Safran certifie un groupe de lubrification en fabrication additive du moteur LEAP

À l’occasion du Salon international de l’aéronautique et de l’Eespace (SIAE) de Paris-Le Bourget 2019, Safran Aero Boosters et le groupe AGS Fusion ont présenté le premier groupe de lubrification du moteur LEAP conçu en fabrication additive et certifié. Lancée fin 2015, l'un des deux prototypes de carters de lubrification conçus par fabrication additive a débouché, en moins d’un an et demi, sur un nouveau design et la réalisation de quatorze pièces prêtes à subir les essais de certification et de maturation technologique. Concernant le groupe de lubrification LEAP, Safran Aero Boosters avait la contrainte de produire les nouvelles pièces en fabrication additive dans le même alliage d’aluminium et de conserver les mêmes interfaces et fonctionnalités. La fabrication des pièces a été confiée à AGS Fusion, qui possède les certifications ISO 9100 et PR 72/10 pour le groupe Safran. Le fabricant a choisi d’utiliser la fusion sélective par laser sur lit de poudre d'aluminium d’une machine SLM Solutions. « Le procédé a rencontré le niveau de maturité TRL 6 après qu’un groupe de lubrification complet, intégrant un carter imprimé 3D, a été monté sur un moteur LEAP-1A », a expliqué Safran Aero Boosters.

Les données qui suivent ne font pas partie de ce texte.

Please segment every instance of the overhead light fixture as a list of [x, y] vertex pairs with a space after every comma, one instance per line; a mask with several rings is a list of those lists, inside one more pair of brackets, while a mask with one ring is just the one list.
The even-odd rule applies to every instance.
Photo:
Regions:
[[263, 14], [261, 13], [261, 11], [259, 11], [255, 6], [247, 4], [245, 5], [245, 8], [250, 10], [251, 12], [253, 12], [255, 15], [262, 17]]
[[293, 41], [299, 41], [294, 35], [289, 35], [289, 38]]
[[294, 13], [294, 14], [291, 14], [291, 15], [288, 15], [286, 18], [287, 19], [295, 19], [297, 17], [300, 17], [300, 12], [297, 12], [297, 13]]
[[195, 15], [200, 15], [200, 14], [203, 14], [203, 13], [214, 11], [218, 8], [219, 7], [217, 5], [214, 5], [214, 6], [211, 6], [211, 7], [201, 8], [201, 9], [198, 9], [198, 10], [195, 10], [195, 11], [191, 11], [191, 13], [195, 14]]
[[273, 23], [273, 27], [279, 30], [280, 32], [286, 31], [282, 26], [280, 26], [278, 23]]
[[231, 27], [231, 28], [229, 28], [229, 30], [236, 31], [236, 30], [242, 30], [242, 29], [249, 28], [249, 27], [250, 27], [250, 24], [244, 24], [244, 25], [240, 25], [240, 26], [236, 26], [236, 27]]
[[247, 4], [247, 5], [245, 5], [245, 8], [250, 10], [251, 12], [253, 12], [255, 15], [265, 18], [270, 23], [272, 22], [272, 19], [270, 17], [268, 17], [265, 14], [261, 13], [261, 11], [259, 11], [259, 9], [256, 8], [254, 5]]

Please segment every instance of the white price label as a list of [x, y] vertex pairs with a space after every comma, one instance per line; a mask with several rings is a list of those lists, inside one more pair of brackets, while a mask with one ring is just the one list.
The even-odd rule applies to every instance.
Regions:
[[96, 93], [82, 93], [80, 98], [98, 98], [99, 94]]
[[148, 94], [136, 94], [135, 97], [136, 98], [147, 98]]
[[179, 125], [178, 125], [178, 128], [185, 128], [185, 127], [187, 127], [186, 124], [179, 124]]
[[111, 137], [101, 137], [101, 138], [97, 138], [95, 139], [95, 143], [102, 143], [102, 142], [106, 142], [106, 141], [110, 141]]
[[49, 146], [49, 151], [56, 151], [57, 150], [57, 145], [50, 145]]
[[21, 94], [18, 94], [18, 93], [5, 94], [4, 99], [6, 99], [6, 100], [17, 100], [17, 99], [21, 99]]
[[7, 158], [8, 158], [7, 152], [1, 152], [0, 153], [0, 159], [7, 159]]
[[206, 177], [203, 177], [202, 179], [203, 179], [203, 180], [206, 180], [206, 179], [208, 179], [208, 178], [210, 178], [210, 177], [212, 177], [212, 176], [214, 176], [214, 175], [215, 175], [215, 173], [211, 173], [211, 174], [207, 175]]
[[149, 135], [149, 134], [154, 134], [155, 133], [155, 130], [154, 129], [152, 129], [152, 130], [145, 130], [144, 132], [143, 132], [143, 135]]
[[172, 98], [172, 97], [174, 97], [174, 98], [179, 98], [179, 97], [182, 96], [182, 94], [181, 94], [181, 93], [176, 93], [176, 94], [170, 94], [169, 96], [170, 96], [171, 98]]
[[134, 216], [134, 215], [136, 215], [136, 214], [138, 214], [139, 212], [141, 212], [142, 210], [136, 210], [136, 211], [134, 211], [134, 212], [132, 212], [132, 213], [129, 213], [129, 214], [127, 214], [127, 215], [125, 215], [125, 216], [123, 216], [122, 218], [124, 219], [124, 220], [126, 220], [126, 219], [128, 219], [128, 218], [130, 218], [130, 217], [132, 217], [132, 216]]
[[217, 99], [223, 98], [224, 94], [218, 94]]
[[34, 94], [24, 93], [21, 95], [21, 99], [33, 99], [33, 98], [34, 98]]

Aujourd’hui, Safran Aero Boosters a obtenu, de la part des autorités de navigabilité European Union Aviation Safety Agency (EASA ) et Federal Aviation Administration (FAA), la certification du groupe de lubrification équipé d’un carter en impression 3D métallique destiné au moteur LEAP de CFM International. Un premier groupe de lubrification a été installé sur un moteur série LEAP-1A qui équipe l’Airbus A320neo.